(490g) Reconstruction of Glycosylation Reaction Networks: Integration of Glycomics and Enzyme Data With Computer Models

Introduction: Glycosylation is an important post-translational modification that alters more than 50% of mammalian secreted and cell surface proteins [1]. Glycosylated proteins play structural and functional roles in diverse biological processes including inflammation, cancer and development. The recent development of advanced analytical tools, especially mass spectrometry (MS) methods, has heralded the emergence of Glycomics, a field where entire glycomes of cell systems are characterized. These data are starting to be stored in glycosylation specific databases like the Consortium for Functional Glycomics (CFG) Glycan Profiling database (http://www.functionalglycomics.org/glycomics/publicdata/glycoprofiling-n...). It is currently challenging to quantitatively analyze MS data available in such databases in terms of identifying the underlying biosynthetic pathways that result in a particular MS profile. In this regard, since glycosyltransferase enzyme specificity and concentration data are not considered during conventional analysis, a direct linkage between enzyme activity changes to cell phenotype alterations is missing. To address this shortcoming, we developed a computational methodology to reconstruct species-specific and condition-specific cellular glycosylation pathways by integrating glycan structure information from MS data with enzyme-specific information.

Materials and Methods: An application package called GNAT (Glycosylation Network Analysis Toolbox) was developed in order to link MS data to biochemical data available in various databases and in silico glycosylation reaction network models.

Results and Discussion: Three tasks were undertaken. First, glycan information were gathered from MS experiment using GlycoWorkbench [2] to process raw data, annotate structures and calculate distributions. The enzyme-specific information were queried using enzyme databases, including BRENDA [3] and CAZY [4]. The collated data include information on glycan species, kinetic rate constants and enzyme substrate specificity. Second, a network construction algorithm was implemented to build a complete reaction network given the input glycan structures and species-specific enzyme data above. The inference algorithm developed is iterative, with each step using glycosyltransferase or glycosidase reaction mechanisms to either add or remove a monosaccharide residue from a given substrate. The synthesized network that results from the connection of all input MS glycan structures to pre-defined starting material is called the “master pathway”. Third, subset network modeling, hierarchical clustering, principal component analysis and sensitivity analysis were applied to refine the reaction network. In this step, model predictions were compared with MS data to iteratively refine the model. The novel methods described above are implemented in our open-source MATLAB Toolbox, GNAT. The new features described above were tested using two case studies that relate to: i) N-Glycan processing in Chinese hamster ovary (CHO) cell and its mutants [5]; ii) O-glycosylation networks in human promyelocytic leukemia (HL60) cell [6]. These rigorous tests confirm that our approach can be used to construct computer models that quantitatively describe experimentally observed cell-type specific glycosylation reaction networks [7].

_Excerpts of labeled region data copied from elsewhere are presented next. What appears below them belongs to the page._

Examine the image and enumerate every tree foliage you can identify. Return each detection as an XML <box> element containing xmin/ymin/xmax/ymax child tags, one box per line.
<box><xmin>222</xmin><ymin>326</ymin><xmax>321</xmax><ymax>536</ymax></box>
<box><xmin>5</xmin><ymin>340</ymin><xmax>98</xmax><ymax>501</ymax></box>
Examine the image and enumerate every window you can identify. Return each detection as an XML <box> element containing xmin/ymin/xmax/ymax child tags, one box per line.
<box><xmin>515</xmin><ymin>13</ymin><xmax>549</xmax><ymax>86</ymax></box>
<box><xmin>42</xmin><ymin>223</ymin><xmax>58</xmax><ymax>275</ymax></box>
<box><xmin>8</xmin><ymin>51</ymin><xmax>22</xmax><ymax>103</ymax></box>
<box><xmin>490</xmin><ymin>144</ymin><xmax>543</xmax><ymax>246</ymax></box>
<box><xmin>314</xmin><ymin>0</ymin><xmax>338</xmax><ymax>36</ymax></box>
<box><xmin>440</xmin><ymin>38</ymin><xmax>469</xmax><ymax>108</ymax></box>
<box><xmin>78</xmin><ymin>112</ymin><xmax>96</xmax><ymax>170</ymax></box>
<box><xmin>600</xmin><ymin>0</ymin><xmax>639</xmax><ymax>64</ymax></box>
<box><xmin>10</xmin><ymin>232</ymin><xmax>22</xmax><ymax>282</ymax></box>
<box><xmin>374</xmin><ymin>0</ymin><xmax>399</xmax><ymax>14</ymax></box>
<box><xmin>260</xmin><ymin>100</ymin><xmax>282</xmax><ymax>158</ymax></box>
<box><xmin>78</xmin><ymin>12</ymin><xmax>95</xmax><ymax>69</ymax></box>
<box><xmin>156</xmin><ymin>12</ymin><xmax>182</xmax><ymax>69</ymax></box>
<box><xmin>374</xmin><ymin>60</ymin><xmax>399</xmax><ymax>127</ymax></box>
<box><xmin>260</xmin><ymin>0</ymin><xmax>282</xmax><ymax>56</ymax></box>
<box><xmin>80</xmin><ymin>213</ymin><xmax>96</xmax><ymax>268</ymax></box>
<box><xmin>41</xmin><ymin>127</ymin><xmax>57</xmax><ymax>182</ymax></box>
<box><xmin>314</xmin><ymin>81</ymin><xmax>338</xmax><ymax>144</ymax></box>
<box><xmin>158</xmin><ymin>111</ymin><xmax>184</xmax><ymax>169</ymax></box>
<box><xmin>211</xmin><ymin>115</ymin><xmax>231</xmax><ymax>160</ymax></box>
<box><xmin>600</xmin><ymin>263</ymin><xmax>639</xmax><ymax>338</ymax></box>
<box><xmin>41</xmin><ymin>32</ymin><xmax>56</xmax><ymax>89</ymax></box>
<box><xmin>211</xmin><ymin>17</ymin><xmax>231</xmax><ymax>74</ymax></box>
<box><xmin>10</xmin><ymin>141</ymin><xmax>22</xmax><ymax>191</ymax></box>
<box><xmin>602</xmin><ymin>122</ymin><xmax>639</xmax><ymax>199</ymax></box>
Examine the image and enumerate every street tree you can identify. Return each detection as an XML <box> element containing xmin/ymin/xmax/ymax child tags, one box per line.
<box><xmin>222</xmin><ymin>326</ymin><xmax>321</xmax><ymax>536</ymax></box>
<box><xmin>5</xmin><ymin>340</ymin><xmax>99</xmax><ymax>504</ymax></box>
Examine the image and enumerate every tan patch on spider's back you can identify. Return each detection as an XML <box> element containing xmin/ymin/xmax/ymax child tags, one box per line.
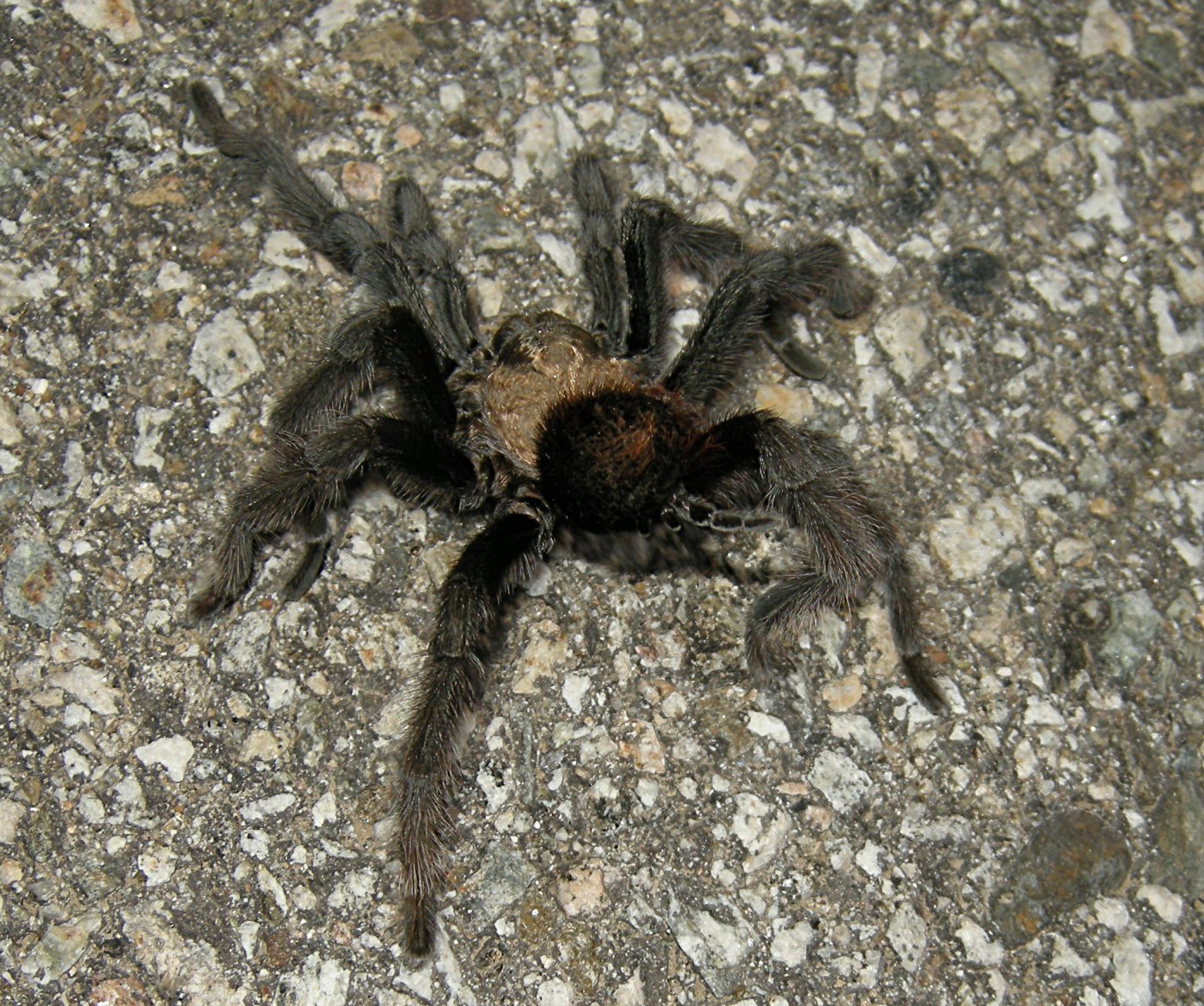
<box><xmin>484</xmin><ymin>313</ymin><xmax>653</xmax><ymax>472</ymax></box>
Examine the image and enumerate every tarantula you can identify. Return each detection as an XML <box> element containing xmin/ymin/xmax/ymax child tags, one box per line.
<box><xmin>182</xmin><ymin>82</ymin><xmax>943</xmax><ymax>954</ymax></box>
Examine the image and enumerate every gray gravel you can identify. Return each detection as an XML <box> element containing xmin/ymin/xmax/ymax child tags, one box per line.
<box><xmin>0</xmin><ymin>0</ymin><xmax>1204</xmax><ymax>1006</ymax></box>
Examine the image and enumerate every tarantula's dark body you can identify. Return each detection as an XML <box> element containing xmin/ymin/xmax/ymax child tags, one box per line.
<box><xmin>182</xmin><ymin>83</ymin><xmax>942</xmax><ymax>954</ymax></box>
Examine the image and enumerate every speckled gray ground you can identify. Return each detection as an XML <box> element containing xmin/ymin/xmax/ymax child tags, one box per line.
<box><xmin>0</xmin><ymin>0</ymin><xmax>1204</xmax><ymax>1006</ymax></box>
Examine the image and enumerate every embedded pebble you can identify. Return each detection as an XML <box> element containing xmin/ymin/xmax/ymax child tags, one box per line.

Conclusions: GNAT is enriched with new classes and functions to handle MS data, enzyme information, network inference, subset network generation and sensitivity analysis. By integrating glycomics and enzyme database information with modeling, the methods developed enable the synthesis of glycosylation network models that explain the MS data both qualitatively and quantitatively. 

References:

1.Neelamegham, S., et al. Glycobiology, 2011. 21(12): p. 1541-53.

2.Ceroni, A., et al. J Proteome Res, 2008. 7(4): p. 1650-9.

3.Schomburg, I., et al. Nucleic Acids Res, 2013. 41(Database issue): p. D764-72.

4.Park, B.H., et al. Glycobiology, 2010. 20(12): p. 1574-84.

5.North, S.J., et al. J Biol Chem, 2010. 285(8): p. 5759-75.

6.Liu, G., et al. Bioinformatics, 2008. 24(23): p. 2740-7.

7.Liu, G., et al. Bioinformatics, 2013. 29(3): p. 404-6.